Petrol bombs thrown at police at peak of Belfast's marching season
Fresh rioting erupted last night with violent clashes between nationalist youths and police at the traditional flashpoint area of Ardoyne in north Belfast.
Police fired plastic bullet rounds and deployed water cannon against rioters who pelted them with petrol bombs, bricks, bottles, fireworks and stones. A number of officers were injured.
Minor disturbances also took place in a number of other locations, both loyalist and republican, with vehicles hijacked and set on fire. In Londonderry a 14-year-old was arrested on suspicion of rioting.
The Ardoyne trouble broke out after an Orange march passed close to the Catholic area, where republican dissidents were determined to register their opposition.
On previous nights 22 police officers were injured as both loyalist and republican mobs used petrol-bombs and other missiles against them, though none of them was seriously hurt.
Police were stretched by the fact that disorder broke out in more than half a dozen separate locations in and around Belfast. Sixty new armoured Land Rovers were instantly brought into service, plastic bullets were fired and water cannon deployed.
In recent weeks rioters have driven hijacked vehicles, sometimes on fire, towards police lines.
Few arrests have been made, since the police approach is usually to hold rioters at bay. Instead of using "snatch-squad" tactics, which carry the risk of inflaming trouble, police generally prefer to bring charges at a later date, often relying on closed-circuit TV evidence.
In recent times rioters have however increasingly worn woollen balaclavas to avoid identification.

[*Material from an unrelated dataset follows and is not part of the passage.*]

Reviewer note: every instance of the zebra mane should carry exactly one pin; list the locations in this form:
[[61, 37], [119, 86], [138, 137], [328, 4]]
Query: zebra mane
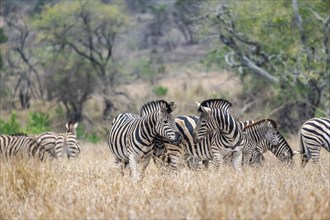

Dissident republican groups who indulge in full-scale terrorism send their members to flashpoints where they encourage local youths, who are often involved in petty crime, to take on the police.
Sinn Fein in west Belfast said yesterday that a local riot had been caused by "anti-social elements" coming together at one spot, saying: "There was clearly no rationale for gathering other than the purpose of having a riot.
"People came from other parts of Belfast, who would be known as anti-social elements, who had taken a lot of drink and were attacking the police.
"Those behind it are not welcome here. When it is all done the local community are left to pick up the pieces."
On the loyalist side rioting which took place in a number of normally peaceful locations north of Belfast was sparked when police moved in to remove a number of paramilitary flags.
While the police bore the brunt of the widespread violence other emergency services also came under attack. In west Belfast the windscreen of a fire engine was smashed by youths throwing bricks and bottles, while an ambulance crew was attacked after responding to a hoax call.
A fire service spokesman said: "We had over 200 incidents last night. It was very busy and challenging – we were dealing with a call every 75 seconds at one stage."